The Government of Ghana has consistently blamed the economic woes of the country on external factors like the war between Russia/Ukraine and the effects of the COVID-19 pandemic.

But Russia has disputed that assertion by the Government of Ghana. The Russian Embassy in Ghana has provided evidence that the invasion of Ukraine is not to be blamed for the rise in food prices.

The Russian Embassy first tweeted about the matter on July 1. Russia through its Embassy in Ghana tweeted that it was wrong to blame it for increasing food prices on the African continent.

According to the Embassy, the Ghanaian media had fallen for a ploy by the West to blame Russia for increasing food prices worldwide.

In the latest tweet on Tuesday, July 26, 2022, the Russian Embassy provided a detailed list of imports from other Countries to back its claims that the invasion of Ukraine has nothing to do with Ghana’s economic woes.

On Monday, Ghana’s Finance Minister, Ken Ofori-Atta told Ghanaians that the NPP government is good at fixing crises and promised Akufo-Addo will it fix the current economic challenges caused by the COVID-19 pandemic and the Russia-Ukraine war.

He said this during his 2022 mid-year review, on Monday, July 25.

He opined that Ghana resorted to an IMF programme despite several assurances of not seeking help from the Bretton Wood institution because of the impact of the two international crises.

“Yes, I know this Government assured the nation of a Ghana beyond Aid and our plans and programmes for economic transformation have been designed to achieve just that, and indeed, I did say that Ghana would not embark on an IMF programme”, he noted.

Mr Ofori-Atta added: “We did not just say it.
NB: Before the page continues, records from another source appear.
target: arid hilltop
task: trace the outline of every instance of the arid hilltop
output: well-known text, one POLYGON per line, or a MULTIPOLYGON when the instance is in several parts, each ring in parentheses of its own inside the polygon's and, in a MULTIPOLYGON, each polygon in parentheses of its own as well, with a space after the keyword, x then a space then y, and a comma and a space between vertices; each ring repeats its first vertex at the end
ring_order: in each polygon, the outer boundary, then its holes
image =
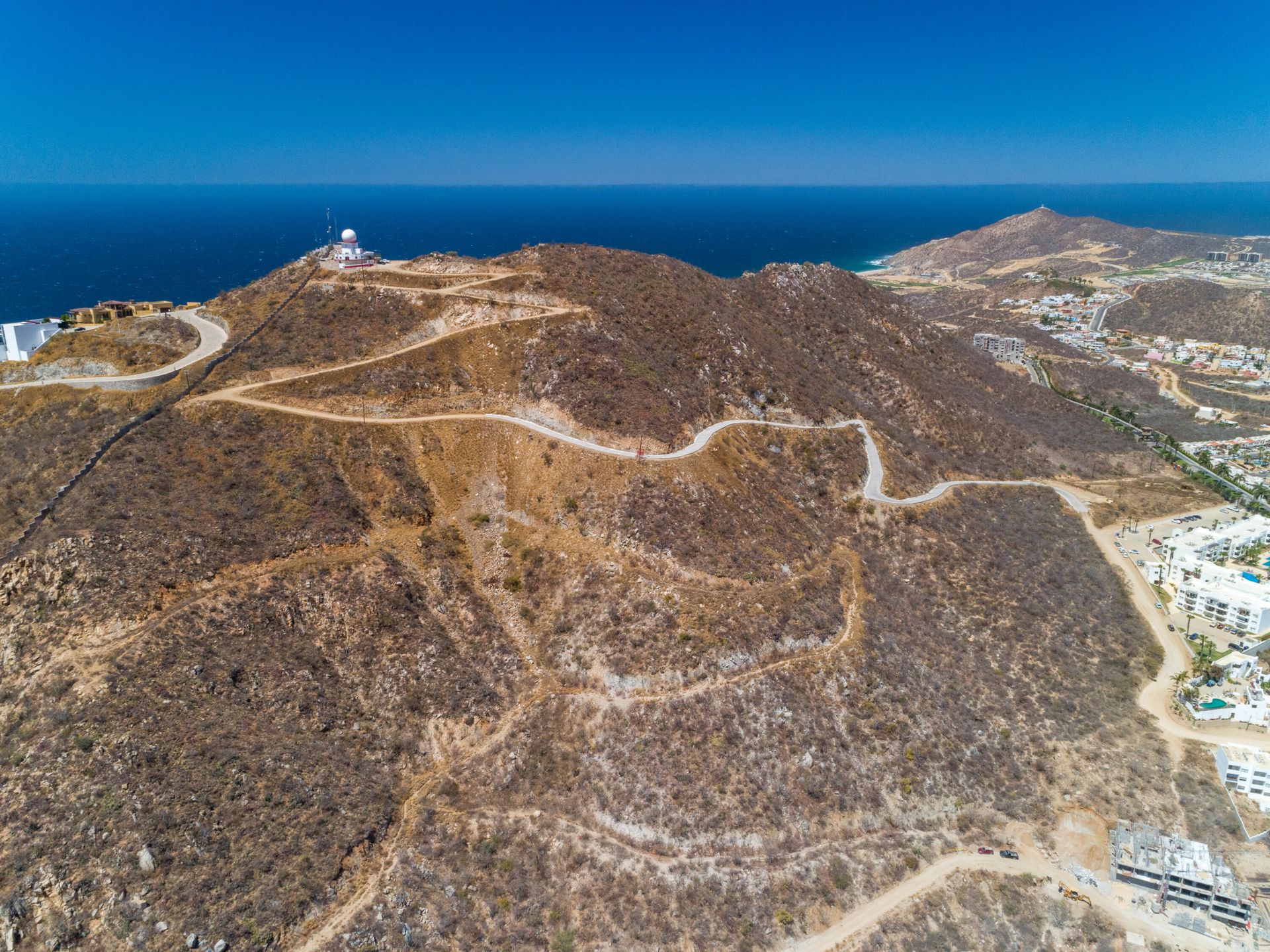
POLYGON ((1270 240, 1132 228, 1105 219, 1069 217, 1043 207, 908 248, 888 264, 906 273, 954 280, 1006 278, 1048 269, 1071 277, 1245 248, 1270 253, 1270 240))
MULTIPOLYGON (((895 496, 1172 478, 898 297, 541 247, 208 309, 240 346, 0 567, 19 952, 781 948, 1077 806, 1224 835, 1050 488, 892 506, 775 426, 859 418, 895 496)), ((14 397, 9 538, 131 399, 14 397)))

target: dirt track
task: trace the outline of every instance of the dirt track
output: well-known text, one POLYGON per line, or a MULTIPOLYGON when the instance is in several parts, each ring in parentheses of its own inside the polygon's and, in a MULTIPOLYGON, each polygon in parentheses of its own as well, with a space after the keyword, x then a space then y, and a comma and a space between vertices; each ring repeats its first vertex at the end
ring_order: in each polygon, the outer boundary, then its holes
MULTIPOLYGON (((464 282, 461 285, 444 289, 436 289, 436 290, 427 289, 424 290, 424 292, 442 295, 442 296, 478 297, 476 295, 467 295, 466 292, 470 289, 478 287, 483 283, 503 278, 505 277, 505 275, 483 273, 483 275, 472 275, 470 277, 472 278, 471 281, 464 282)), ((479 300, 483 303, 490 303, 491 300, 497 301, 497 299, 490 299, 484 295, 479 296, 479 300)), ((549 316, 551 314, 584 313, 584 309, 580 308, 551 308, 546 305, 528 305, 525 303, 508 301, 508 300, 497 303, 516 304, 517 306, 525 306, 537 310, 537 313, 533 314, 532 316, 521 318, 521 320, 528 320, 528 319, 537 320, 544 316, 549 316)), ((282 379, 269 380, 258 384, 241 384, 211 394, 206 394, 196 399, 202 402, 227 400, 250 405, 263 411, 291 413, 304 417, 316 417, 337 422, 361 423, 363 422, 363 419, 362 417, 358 416, 338 414, 338 413, 328 413, 324 411, 287 407, 282 404, 269 403, 267 400, 254 399, 251 397, 248 397, 246 394, 248 391, 257 389, 259 386, 283 383, 284 380, 298 380, 320 374, 342 371, 351 367, 358 367, 368 364, 375 364, 377 361, 389 360, 420 347, 428 347, 431 344, 437 343, 438 341, 446 339, 455 334, 467 333, 472 328, 461 328, 450 330, 443 334, 428 338, 425 341, 413 343, 408 347, 392 351, 390 353, 381 355, 378 357, 353 361, 337 367, 325 367, 320 370, 297 372, 282 379)), ((568 442, 573 446, 577 446, 587 451, 602 452, 606 455, 616 455, 616 456, 629 456, 629 458, 636 458, 638 455, 640 455, 631 450, 622 450, 612 446, 605 446, 602 444, 591 440, 574 437, 572 435, 551 430, 549 427, 545 427, 540 423, 535 423, 528 419, 508 414, 499 414, 499 413, 443 413, 443 414, 432 414, 424 417, 398 417, 398 418, 371 417, 366 418, 364 422, 367 425, 370 423, 410 425, 410 423, 434 423, 434 422, 478 421, 478 419, 525 427, 531 431, 547 435, 551 439, 568 442)), ((869 433, 867 423, 862 419, 847 419, 826 425, 772 423, 768 421, 757 421, 757 419, 720 421, 697 433, 697 437, 688 446, 681 447, 668 454, 657 454, 657 455, 648 454, 643 455, 643 458, 649 460, 660 459, 664 461, 683 459, 693 452, 701 451, 709 444, 709 441, 721 430, 732 426, 744 426, 744 425, 780 426, 780 427, 790 427, 800 430, 817 430, 817 428, 834 430, 848 426, 855 427, 864 436, 867 460, 869 460, 869 469, 865 478, 864 493, 866 498, 884 505, 903 506, 903 505, 930 502, 954 486, 1043 486, 1050 488, 1054 492, 1057 492, 1064 500, 1064 502, 1067 502, 1073 510, 1076 510, 1076 512, 1081 515, 1086 530, 1093 538, 1095 543, 1099 545, 1100 550, 1104 553, 1107 561, 1118 571, 1120 572, 1125 571, 1125 567, 1121 564, 1121 558, 1119 553, 1115 550, 1113 544, 1111 535, 1114 533, 1114 526, 1105 530, 1096 529, 1088 513, 1086 500, 1082 498, 1082 494, 1087 496, 1087 493, 1082 493, 1081 491, 1073 489, 1072 487, 1068 486, 1043 483, 1036 480, 952 480, 952 482, 940 483, 925 493, 908 498, 893 498, 890 496, 886 496, 881 489, 884 479, 883 461, 880 454, 878 452, 876 445, 874 444, 871 435, 869 433)), ((1168 736, 1170 749, 1175 760, 1180 758, 1182 740, 1199 740, 1208 744, 1223 742, 1229 740, 1238 744, 1250 744, 1251 735, 1246 732, 1229 731, 1229 736, 1227 736, 1227 732, 1223 731, 1222 728, 1200 732, 1186 724, 1179 723, 1173 718, 1170 709, 1171 704, 1170 704, 1168 679, 1172 676, 1173 672, 1189 667, 1190 657, 1185 647, 1180 643, 1180 641, 1175 636, 1171 636, 1171 633, 1168 633, 1163 615, 1161 615, 1161 613, 1157 611, 1154 608, 1154 601, 1156 601, 1154 592, 1146 583, 1146 580, 1143 580, 1139 573, 1134 573, 1132 571, 1128 573, 1128 576, 1129 576, 1128 581, 1134 605, 1138 608, 1139 613, 1148 622, 1148 624, 1151 624, 1152 630, 1156 633, 1156 637, 1160 639, 1160 643, 1165 648, 1165 656, 1166 656, 1160 675, 1156 677, 1156 680, 1151 681, 1142 690, 1139 695, 1139 704, 1144 711, 1156 717, 1160 728, 1168 736)), ((796 657, 791 657, 781 660, 780 662, 776 663, 785 665, 785 663, 791 663, 792 661, 796 660, 798 660, 796 657)), ((664 694, 671 695, 673 694, 673 691, 664 694)), ((505 730, 509 730, 512 723, 518 721, 519 717, 522 717, 532 707, 547 699, 549 697, 551 697, 551 691, 540 690, 533 693, 531 697, 526 698, 521 704, 518 704, 512 712, 508 713, 508 717, 504 718, 502 727, 491 732, 475 749, 467 751, 464 760, 466 760, 470 756, 476 756, 481 750, 488 749, 493 742, 495 742, 503 735, 505 730)), ((662 699, 663 697, 659 694, 655 698, 645 698, 644 700, 648 702, 648 700, 662 700, 662 699)), ((632 698, 632 700, 639 700, 639 699, 632 698)), ((1265 742, 1253 744, 1253 746, 1260 746, 1262 749, 1270 750, 1270 745, 1266 745, 1265 742)), ((403 803, 401 813, 396 824, 399 835, 401 831, 409 827, 408 820, 415 813, 417 807, 419 803, 422 803, 423 798, 427 797, 431 789, 439 782, 439 778, 443 775, 444 770, 455 765, 456 764, 441 764, 438 765, 437 770, 429 772, 429 774, 419 779, 418 784, 414 787, 410 796, 403 803)), ((836 923, 829 929, 817 935, 809 937, 794 944, 791 948, 796 949, 798 952, 828 952, 828 949, 834 948, 836 946, 851 938, 852 935, 876 924, 884 915, 894 910, 902 902, 911 900, 912 897, 917 896, 926 888, 939 885, 940 882, 942 882, 944 877, 946 877, 950 872, 955 869, 986 868, 999 872, 1030 872, 1034 876, 1039 877, 1045 877, 1057 873, 1057 868, 1049 864, 1049 862, 1045 860, 1044 857, 1041 857, 1040 853, 1030 845, 1031 840, 1030 831, 1022 829, 1019 839, 1025 840, 1025 843, 1020 844, 1019 852, 1021 853, 1022 858, 1017 862, 1003 860, 999 857, 984 857, 984 855, 966 854, 966 853, 958 853, 944 857, 936 860, 926 869, 923 869, 922 872, 919 872, 917 876, 899 883, 894 888, 886 891, 881 896, 878 896, 872 901, 866 902, 859 909, 852 910, 842 920, 836 923)), ((357 913, 359 913, 371 901, 373 901, 378 885, 384 881, 384 877, 387 876, 389 872, 391 872, 392 867, 396 863, 398 852, 395 847, 396 847, 395 838, 390 839, 387 843, 384 844, 384 848, 381 850, 382 854, 381 860, 378 866, 375 868, 375 871, 361 877, 361 882, 353 888, 353 891, 347 897, 340 900, 330 910, 330 914, 323 921, 314 923, 314 930, 307 937, 301 938, 301 941, 295 946, 295 948, 302 949, 304 952, 316 952, 316 949, 324 948, 328 943, 333 942, 337 938, 340 929, 345 928, 354 919, 357 913)), ((1100 894, 1093 894, 1093 901, 1096 908, 1100 908, 1109 915, 1114 916, 1125 928, 1133 929, 1134 932, 1140 932, 1148 935, 1148 938, 1160 938, 1170 946, 1176 943, 1182 943, 1179 946, 1180 948, 1219 947, 1218 943, 1213 943, 1210 946, 1200 946, 1198 943, 1206 941, 1200 939, 1200 937, 1195 935, 1194 933, 1189 932, 1182 933, 1181 930, 1172 929, 1171 927, 1157 924, 1154 921, 1139 918, 1138 915, 1132 915, 1123 906, 1118 905, 1114 899, 1101 896, 1100 894)))

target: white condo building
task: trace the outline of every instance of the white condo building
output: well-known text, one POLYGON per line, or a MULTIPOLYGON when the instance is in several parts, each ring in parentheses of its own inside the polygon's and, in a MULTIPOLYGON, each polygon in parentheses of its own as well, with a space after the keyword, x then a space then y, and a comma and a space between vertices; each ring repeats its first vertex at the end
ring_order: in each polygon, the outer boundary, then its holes
POLYGON ((19 320, 15 324, 0 324, 0 338, 4 339, 4 360, 30 360, 50 337, 61 330, 56 320, 19 320))
POLYGON ((1196 563, 1237 559, 1256 545, 1270 545, 1270 519, 1265 516, 1248 516, 1213 529, 1179 530, 1165 540, 1168 581, 1179 585, 1185 575, 1199 571, 1196 563))
POLYGON ((1270 755, 1241 744, 1223 744, 1214 756, 1227 789, 1246 793, 1262 811, 1270 811, 1270 755))
POLYGON ((1246 634, 1270 630, 1270 586, 1212 562, 1177 586, 1177 608, 1246 634))
POLYGON ((987 351, 997 360, 1010 364, 1022 364, 1026 341, 1021 337, 1001 337, 1001 334, 975 334, 974 346, 987 351))

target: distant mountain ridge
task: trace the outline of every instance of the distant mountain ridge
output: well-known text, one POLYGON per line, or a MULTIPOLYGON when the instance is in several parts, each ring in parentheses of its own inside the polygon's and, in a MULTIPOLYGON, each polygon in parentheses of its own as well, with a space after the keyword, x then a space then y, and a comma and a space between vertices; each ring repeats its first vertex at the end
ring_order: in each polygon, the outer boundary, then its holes
POLYGON ((900 272, 945 278, 1015 277, 1046 268, 1071 277, 1148 267, 1212 250, 1270 253, 1270 240, 1134 228, 1059 215, 1043 206, 907 248, 888 264, 900 272))

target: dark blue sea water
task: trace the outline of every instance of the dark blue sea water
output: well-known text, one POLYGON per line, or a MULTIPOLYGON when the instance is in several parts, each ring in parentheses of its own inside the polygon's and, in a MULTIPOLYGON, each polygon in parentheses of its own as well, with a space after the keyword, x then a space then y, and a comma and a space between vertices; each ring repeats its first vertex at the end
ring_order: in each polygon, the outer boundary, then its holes
POLYGON ((735 276, 870 259, 1038 205, 1129 225, 1270 234, 1270 183, 944 188, 0 186, 0 320, 109 297, 203 300, 339 226, 390 258, 525 243, 660 252, 735 276))

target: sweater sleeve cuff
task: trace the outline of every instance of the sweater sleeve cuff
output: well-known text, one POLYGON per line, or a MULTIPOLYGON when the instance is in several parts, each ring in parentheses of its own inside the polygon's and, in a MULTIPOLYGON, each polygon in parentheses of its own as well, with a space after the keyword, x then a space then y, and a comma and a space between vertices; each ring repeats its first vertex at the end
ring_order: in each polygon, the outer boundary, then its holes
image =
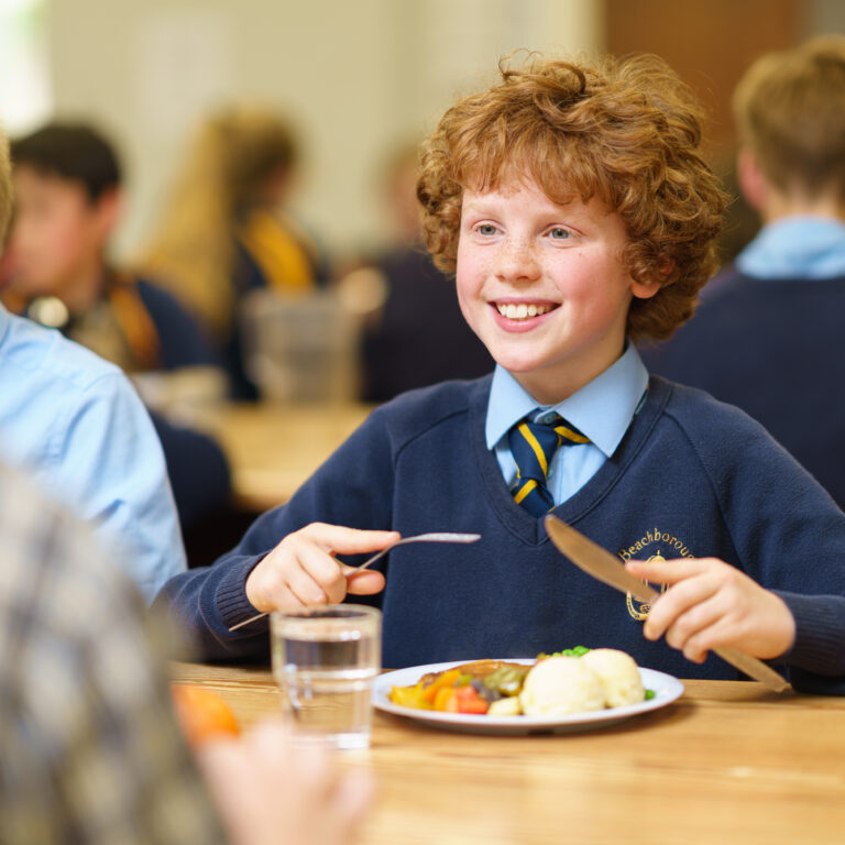
POLYGON ((782 661, 814 674, 845 676, 845 597, 776 592, 795 619, 795 640, 782 661))
MULTIPOLYGON (((264 555, 243 558, 235 566, 228 567, 226 575, 217 585, 215 606, 224 628, 229 629, 232 625, 244 622, 250 616, 255 616, 260 613, 246 597, 246 578, 263 558, 264 555)), ((263 617, 256 619, 251 625, 244 625, 238 632, 233 632, 232 636, 241 633, 252 636, 262 629, 266 629, 266 627, 267 619, 263 617)))

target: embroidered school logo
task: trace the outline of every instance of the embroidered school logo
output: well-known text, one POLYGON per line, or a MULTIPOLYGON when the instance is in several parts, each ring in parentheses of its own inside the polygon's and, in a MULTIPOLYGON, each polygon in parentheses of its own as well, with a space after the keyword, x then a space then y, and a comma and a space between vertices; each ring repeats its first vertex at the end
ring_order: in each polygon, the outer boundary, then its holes
MULTIPOLYGON (((683 540, 680 540, 678 537, 667 534, 666 531, 660 531, 657 528, 655 528, 654 531, 646 531, 646 534, 633 546, 628 546, 627 549, 619 549, 616 555, 623 562, 630 560, 632 558, 635 560, 645 558, 648 562, 651 562, 652 560, 663 561, 667 558, 666 555, 661 552, 661 548, 666 549, 670 558, 695 557, 687 548, 687 544, 684 544, 683 540), (649 555, 649 557, 646 558, 647 551, 650 550, 649 547, 654 548, 655 546, 657 546, 655 553, 649 555)), ((644 583, 646 582, 644 581, 644 583)), ((662 584, 660 586, 660 592, 665 593, 666 590, 667 585, 662 584)), ((630 617, 638 622, 643 622, 651 610, 651 605, 648 602, 635 602, 634 596, 630 593, 626 593, 625 595, 625 605, 628 608, 630 617)))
We also took measures towards the attainment of that objective including the passage of the Fiscal Responsibility Act and instituting a number of irreversibility measures, and also launching the Ghana CARES ‘Obaatan Pa’ programme for economic revitalisation and transformation”.

He added that governments across the world have had to change course to tackle the current crisis. Governments that less than a year ago were busily talking about energy transition and green and cleaner fuels have gone back to firing their coal plants.